Pembahasan ketiga, apakah status ayat mansukh atau tidak. Kebanyakan ulama menyatakan bahwa status ayat 16 surat An-Nisa’—sebagaimana ayat 15—adalah mansukh dengan ayat 2 surat An-Nur. Sedangkan ulama lain berpendapat tidak mansukh. Sebab hukuman dalam ayat ini masih bersifat mujmal sangat umum, hanya menyakiti, yang kemudian dijelaskan secara detail dalam ayat 2 surat an-Nur dan tidak ada hubungan nasihkh mansukh pada dua ayat tersebut. Sementara Abu Muslim Al-Ashfihani yang juga berpendapat status ayat 16 tidak mansukh punya pertimbangan lain. Menurutnya, ayat 15 surat An-Nisa’ khusus untuk kaum lesbi, ayat 16 surat An-Nisa’khusus untuk gay pelaku sodomi dan ayat 2 surat an-Nur khusus untuk pelaku zina. (Muhammad As-Sayyid Thanthawi, Al-Wasîth, juz I, halaman 889). 

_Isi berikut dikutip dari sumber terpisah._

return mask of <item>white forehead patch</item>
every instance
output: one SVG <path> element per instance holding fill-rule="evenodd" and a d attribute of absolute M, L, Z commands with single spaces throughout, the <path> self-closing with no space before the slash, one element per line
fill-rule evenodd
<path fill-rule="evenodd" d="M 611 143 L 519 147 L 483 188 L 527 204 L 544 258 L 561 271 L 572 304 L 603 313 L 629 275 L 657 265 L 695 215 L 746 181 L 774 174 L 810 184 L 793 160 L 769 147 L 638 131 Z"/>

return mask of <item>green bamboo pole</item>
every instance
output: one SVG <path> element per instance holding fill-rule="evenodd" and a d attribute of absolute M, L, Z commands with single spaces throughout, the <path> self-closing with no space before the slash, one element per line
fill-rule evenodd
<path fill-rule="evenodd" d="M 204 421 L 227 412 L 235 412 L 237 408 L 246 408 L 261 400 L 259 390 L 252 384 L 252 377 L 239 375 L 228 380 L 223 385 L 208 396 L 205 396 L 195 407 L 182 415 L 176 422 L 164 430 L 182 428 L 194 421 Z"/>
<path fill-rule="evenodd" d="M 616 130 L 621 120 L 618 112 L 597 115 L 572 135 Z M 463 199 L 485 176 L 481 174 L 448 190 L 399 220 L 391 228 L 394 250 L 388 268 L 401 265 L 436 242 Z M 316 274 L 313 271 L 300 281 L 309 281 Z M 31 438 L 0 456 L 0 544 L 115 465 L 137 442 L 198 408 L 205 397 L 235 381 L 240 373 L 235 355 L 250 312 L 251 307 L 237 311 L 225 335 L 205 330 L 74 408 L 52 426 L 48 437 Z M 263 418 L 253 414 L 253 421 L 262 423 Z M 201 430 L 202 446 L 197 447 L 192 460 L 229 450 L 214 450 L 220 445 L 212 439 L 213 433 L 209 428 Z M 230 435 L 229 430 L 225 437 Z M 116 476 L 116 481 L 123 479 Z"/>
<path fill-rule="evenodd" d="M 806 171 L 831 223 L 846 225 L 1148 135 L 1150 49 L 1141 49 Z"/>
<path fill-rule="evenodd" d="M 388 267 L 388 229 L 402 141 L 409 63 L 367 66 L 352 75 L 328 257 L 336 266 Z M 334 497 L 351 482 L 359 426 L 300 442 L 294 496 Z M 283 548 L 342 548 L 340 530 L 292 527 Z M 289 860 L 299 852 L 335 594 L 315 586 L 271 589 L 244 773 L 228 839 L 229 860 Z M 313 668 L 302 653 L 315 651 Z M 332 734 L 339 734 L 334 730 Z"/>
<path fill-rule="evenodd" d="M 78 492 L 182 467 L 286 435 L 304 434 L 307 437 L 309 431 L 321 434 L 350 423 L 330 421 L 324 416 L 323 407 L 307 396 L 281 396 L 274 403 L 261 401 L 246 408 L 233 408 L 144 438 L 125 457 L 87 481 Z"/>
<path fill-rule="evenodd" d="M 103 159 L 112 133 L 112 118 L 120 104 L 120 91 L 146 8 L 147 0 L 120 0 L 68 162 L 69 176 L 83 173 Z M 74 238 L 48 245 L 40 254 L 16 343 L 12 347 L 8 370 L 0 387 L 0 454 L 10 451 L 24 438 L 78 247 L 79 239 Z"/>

Berkaitan dengan pelaku sodomi dalam tataran fiqihnya, menurut Imam As-Syafi’i hukumannya sama dengan hukuman had zina, yaitu bila berstatus muhsan maka dirajam sampai mati dan bila berstatus ghairu muhsan maka dicambuk 100 kali. Ini bagi fail atau laki-laki yang memasukkan alat kelaminnya ke anus laki-laki lain. Sedangkan bagi mauf’ul atau yang dimasuki, maka hukumannya tidak dirajam meskipun berstatus muhsan, namun dicambuk 100 kali dan diasingkan selama setahun. Sedangkan menurut Imam Malik hukumannya dirajam secara mutlak, baik berstatus muhsan atau ghairu muhsan, baik fail atau maf’ul, selama pelaku tersebut sudah baligh dan atas keinginan sendiri. (Ahmad bin Muhammad as-Shawi, Hasyiyyatus Shawi ‘ ala Tafsiril Jalalain, [Beirut, Darul Fikr: 1424 H/2004 M], editor: Shidqi Muhammad Jamil, juz I, halaman 278). Wallahu a’lam.